Il m'arrive parfois d'oublier pourquoi j'aime lire des ouvrages de Science-Fiction. J'entends par là qu'il m'arrive de me demander pourquoi, sinon parce que je suis trop paresseuse pour chercher dans d'autres domaines de quoi satisfaire mes goûts d'amatrice de fiction, je persiste à lire des machins mal foutus et ennuyeux.

Et puis arrive le miracle. Le livre, qui non seulement se lit en un temps record, sans repos ni ennui, mais qui en plus vous rappelle pourquoi on lit de la S.-F., et pas les cours de la bourse ou les œuvres complètes de Paul Guth.

Ainsi que le rappelait Bernard Dardinier dans un article paru dans le numéro de septembre 91 de Nous les Martiens le premier et primordial plaisir de la S.-F. est celui de la découverte. Le lecteur de S.-F. a quelque chose du détective : il ne veut pas reconnaître le monde qu'on lui décrit, il veut le découvrir. Pire : dans beaucoup de cas — que l'on se rappelle Croisière sans escale de Brian Aldiss, le Monde aveugle de Daniel Galouye, le Monde inverti de Christopher Priest et quelques autres dont je vous laisse le choix —, le lecteur, après avoir découvert un univers, adore qu'on lui révèle que la réalité n'était pas telle qu'il l'imaginait, et qu'il doit voir le monde autrement.

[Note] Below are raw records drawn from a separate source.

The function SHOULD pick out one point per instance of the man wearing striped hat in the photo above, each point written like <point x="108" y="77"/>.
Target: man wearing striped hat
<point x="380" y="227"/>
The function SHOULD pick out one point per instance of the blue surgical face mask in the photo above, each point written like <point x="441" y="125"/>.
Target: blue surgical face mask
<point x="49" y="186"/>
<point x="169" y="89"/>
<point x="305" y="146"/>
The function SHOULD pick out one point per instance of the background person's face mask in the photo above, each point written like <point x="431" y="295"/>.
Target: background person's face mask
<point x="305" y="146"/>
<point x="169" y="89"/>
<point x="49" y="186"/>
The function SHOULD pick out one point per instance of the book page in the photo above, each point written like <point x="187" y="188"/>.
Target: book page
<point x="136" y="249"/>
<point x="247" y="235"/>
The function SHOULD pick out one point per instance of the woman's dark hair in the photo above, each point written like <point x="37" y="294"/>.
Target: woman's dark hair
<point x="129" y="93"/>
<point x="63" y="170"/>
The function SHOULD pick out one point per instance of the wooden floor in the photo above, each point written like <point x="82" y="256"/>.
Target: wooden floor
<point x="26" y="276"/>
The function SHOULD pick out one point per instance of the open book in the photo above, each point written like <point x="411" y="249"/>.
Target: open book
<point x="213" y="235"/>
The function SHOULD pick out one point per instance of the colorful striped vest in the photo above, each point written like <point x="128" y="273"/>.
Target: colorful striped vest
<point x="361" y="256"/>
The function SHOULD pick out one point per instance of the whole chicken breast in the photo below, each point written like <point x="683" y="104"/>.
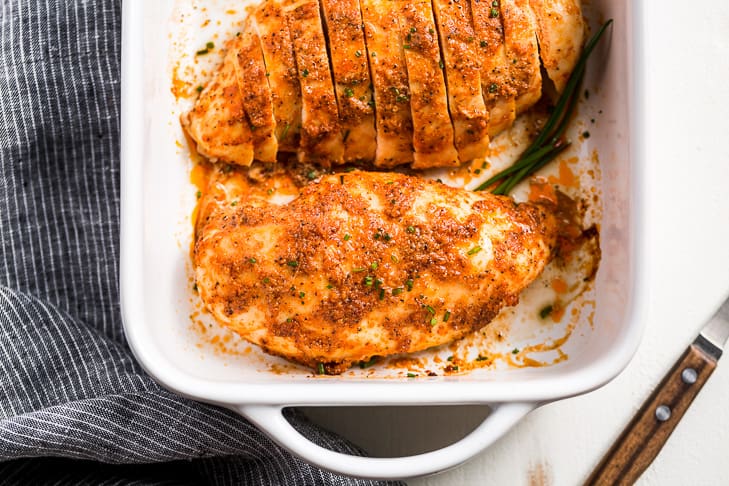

Qu'ils soient humains ou extra-terrestres, enfants ou adultes, tous les protagonistes d'un Feu sur l'abîme voient leurs illusions sur eux-mêmes et sur l'univers dissipées et remises en question, et tous les paradigmes sur lesquels reposait leur vision du monde remplacés par d'autres : au-delà du roman d'action, un Feu sur l'abîme touche à un des thèmes privilégiés de la Science-Fiction.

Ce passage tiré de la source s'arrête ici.